Así, la gran idea —una torre que alcance el cielo— se aplaza generación tras generación. El tiempo se gasta en otra cosa: en embellecer la ciudad de los trabajadores, en rivalidades por tener el cuartel más hermoso, en guerras sangrientas por vanidad. La torre no crece; solo aumenta la destreza artística… y las ganas de pelea. Al final, todos saben que es imposible, pero están ya demasiado atados a la ciudad para marcharse.

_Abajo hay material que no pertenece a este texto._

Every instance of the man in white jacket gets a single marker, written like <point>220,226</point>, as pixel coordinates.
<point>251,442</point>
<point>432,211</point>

La parábola termina con una imagen sombría: la ciudad sueña con ser aplastada por un puño gigante «en cinco golpes sucesivos», y por eso lleva un puño en su escudo. Kafka convierte el mito bíblico en una alegoría del aplazamiento infinito, de la energía humana desviada hacia la rivalidad, y del secreto anhelo de que algo ponga fin a una empresa que ya no sabe terminar.